Friday, October 27, 2017

New York Court Addresses Action by Written Consent in LLC, Breach of Contract Versus Breach of Fiduciary Duty


New York Court Addresses Action by Written Consent in LLC, Breach of Contract Versus Breach of Fiduciary Duty

      In a quite short decision issued from New York, the court provided some useful guidance with respect to both member action by written consent and distinguishing claims for breach of fiduciary duty from claims for breach of contract. Schindler v. Rothfeld, 153 A.D.3d 436, 60 N.Y.S.3d 125, 2017 N.Y. Slip Op. 06145 (App. Div. 1st August 15, 2017.

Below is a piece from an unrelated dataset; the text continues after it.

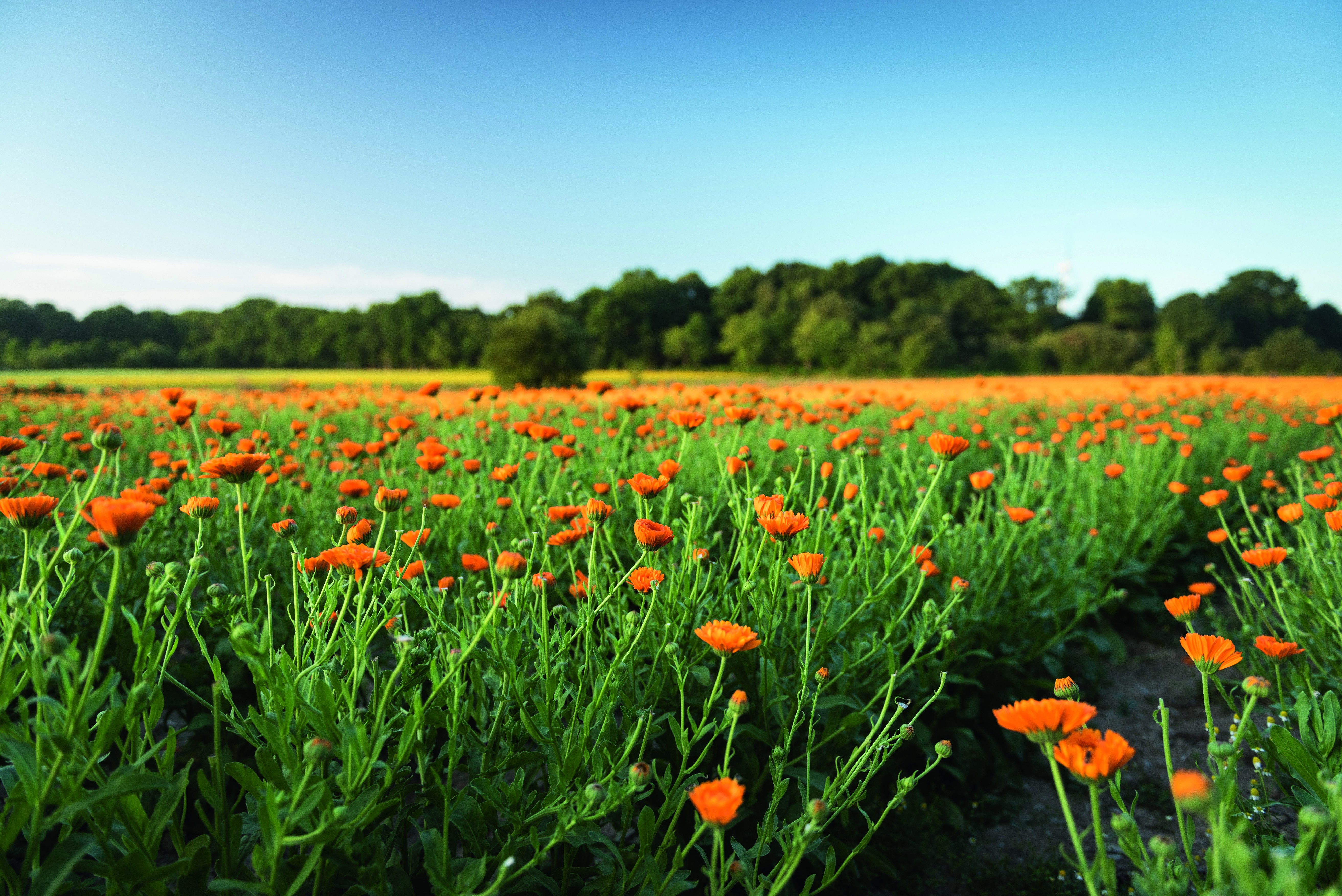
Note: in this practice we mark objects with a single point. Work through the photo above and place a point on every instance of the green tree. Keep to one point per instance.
(540, 344)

       This short decision does not fully recite the factual background, but clearly the interpersonal relationship among the members of the LLC and the manager had broken down. When the manager was removed from that position, he objected that the removal was invalid as it was done without a formal meeting of the members with prior notice. The court rejected the manager’s claim on the basis that the operating agreement provided that “any action that might be taken at a meeting could be taken by informal action where, as here, a majority of the members agreed to take it, and that notice of the decision to take an informal action was not required to waive the meeting requirement.”

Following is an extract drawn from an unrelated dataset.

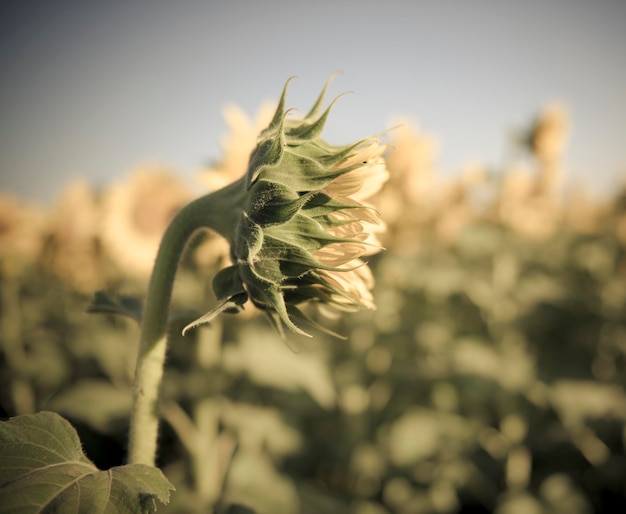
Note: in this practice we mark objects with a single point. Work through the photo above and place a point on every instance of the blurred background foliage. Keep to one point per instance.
(489, 379)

      The court did allow to proceed a claim against one of the members that she failed to satisfy the obligation, undertaken in the operating agreement, to “devote her full-time services exclusively to the company,” indicating that these allegations “state a cause of action for breach of contract.” While that claim was allowed to proceed forward, the court rejected the claim that that same conduct constituted a breach of fiduciary duty as the fiduciary duty claims were “premised upon the allegations underlying part of the breach of contract counterclaims.”